Chance Walsh's grandmother publicly disowned her daughter, Kristen Bury, in court Wednesday morning, as Bury accepted a plea deal, admitting she failed to protect her 8-week-old son while he was beat to death in front of her.
Bury agreed to testify against the child's father, Joseph Walsh, in exchange for a 25 year prison sentence.
Walsh is accused of beating Chance and shoving a baby wipe down his throat, ultimately killing the child inside the couple's Sarasota home on September 15, 2015.
Prosecutors say Chance was left in his crib to decompose for about a week until his parents buried him in a wooded area in North Port.
Bury led investigators to her son's body. He was only clothed in a diaper.
"She lacks the most basic instinct that defines us as human beings," Bury's mother, Sally Susino, told a Sarasota judge. "A mother's instinct is to love and protect her young at all costs."
"By watching him decompose, she showed a total disregard for life and that day that she helped bury him amongst garbage in the shallow grave of a homeless camp, with nothing more than a diaper, as if his life had no value."
Bury began whimpering in court and later collapsed as her mother told the judge her daughter never contributed to society despite growing up in a loving home where the family ate dinner nightly.
Susino said her daughter has never taken responsibility for her actions or choices in life, despite being raised with ethics and morals.
"Understand I will always love my daughter. She's my flesh and blood as Chance was to her. Fortunately, I do have the mother instinct, so this is extremely difficult. A mother is supposed to protect her child at all costs and that wasn't done," Susino said while crying.

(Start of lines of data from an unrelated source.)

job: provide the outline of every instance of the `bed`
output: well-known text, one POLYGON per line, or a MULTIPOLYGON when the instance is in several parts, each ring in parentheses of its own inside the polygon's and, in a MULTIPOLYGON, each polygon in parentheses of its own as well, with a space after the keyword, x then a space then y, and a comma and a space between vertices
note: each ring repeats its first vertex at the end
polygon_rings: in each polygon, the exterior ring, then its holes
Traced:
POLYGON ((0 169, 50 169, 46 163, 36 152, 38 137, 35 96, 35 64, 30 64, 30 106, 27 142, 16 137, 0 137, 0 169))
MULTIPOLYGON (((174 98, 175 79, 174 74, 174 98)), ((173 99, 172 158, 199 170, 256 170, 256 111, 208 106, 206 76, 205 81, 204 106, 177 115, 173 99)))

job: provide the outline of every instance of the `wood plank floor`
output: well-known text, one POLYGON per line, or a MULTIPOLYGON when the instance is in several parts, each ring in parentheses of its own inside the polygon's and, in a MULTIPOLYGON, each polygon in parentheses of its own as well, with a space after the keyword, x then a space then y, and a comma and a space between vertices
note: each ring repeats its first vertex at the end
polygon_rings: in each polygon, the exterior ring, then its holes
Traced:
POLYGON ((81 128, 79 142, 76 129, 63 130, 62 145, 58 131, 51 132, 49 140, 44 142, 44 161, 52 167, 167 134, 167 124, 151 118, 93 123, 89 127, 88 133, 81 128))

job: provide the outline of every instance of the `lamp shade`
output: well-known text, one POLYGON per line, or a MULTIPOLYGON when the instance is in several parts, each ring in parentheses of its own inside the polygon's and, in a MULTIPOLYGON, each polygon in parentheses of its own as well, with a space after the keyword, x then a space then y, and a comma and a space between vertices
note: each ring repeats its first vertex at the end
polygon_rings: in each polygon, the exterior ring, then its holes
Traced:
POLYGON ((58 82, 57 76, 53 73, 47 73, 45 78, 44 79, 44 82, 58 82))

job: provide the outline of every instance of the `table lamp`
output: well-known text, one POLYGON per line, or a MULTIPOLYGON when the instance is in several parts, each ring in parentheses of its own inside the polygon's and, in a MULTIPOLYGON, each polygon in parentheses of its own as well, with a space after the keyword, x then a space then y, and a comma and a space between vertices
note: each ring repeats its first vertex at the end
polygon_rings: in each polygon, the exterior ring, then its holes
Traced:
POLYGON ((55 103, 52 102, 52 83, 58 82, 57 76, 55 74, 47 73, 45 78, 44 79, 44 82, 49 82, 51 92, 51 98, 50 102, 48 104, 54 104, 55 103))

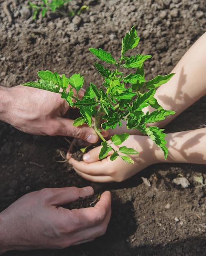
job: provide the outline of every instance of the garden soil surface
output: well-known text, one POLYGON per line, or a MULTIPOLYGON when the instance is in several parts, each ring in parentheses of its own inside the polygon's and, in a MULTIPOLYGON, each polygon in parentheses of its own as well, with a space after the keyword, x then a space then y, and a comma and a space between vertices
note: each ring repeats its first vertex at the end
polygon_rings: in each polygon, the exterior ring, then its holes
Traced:
MULTIPOLYGON (((153 56, 146 62, 149 80, 169 73, 206 28, 205 0, 72 0, 73 9, 83 4, 89 9, 74 17, 49 12, 35 20, 28 2, 0 0, 3 86, 34 81, 38 70, 46 70, 68 76, 80 72, 85 87, 91 81, 100 86, 93 66, 97 60, 89 48, 101 48, 118 58, 122 38, 134 25, 140 37, 135 52, 153 56)), ((166 132, 205 126, 206 100, 204 97, 177 117, 166 132)), ((0 210, 43 188, 91 185, 97 193, 109 190, 112 193, 106 233, 62 250, 11 251, 5 256, 206 255, 206 190, 197 188, 199 184, 194 180, 206 177, 205 166, 158 164, 123 182, 94 183, 79 176, 67 163, 58 162, 63 160, 60 151, 66 152, 69 146, 64 137, 26 134, 0 122, 0 210), (189 182, 188 187, 174 183, 180 176, 189 182)))

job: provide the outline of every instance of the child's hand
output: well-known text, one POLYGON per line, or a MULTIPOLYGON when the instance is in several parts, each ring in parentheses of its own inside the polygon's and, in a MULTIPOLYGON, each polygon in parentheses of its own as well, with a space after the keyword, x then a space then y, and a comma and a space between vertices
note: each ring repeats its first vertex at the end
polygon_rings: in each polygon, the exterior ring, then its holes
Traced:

Susino told the judge her daughter deserves a harsher sentence and this plea deal is a miscarriage of justice.
"I hope she enjoys her new life," Susino said.
Susino also revealed a bombshell in court. She claims her daughter had three children and she traded her first born son for money and a car despite family members wanting to adopt him.
No one knows who has the boy or if he is still alive.
Bury's second child, Duane, died from natural causes at two weeks old. Those children were not fathered by Walsh.
Should Bury later not testify or cooperate against Walsh, her plea deal is null and void. She could also face new charges.
Bury told the judge she is now being medicated for bipolar disorder and depression.
A trial date has not yet been set for Walsh.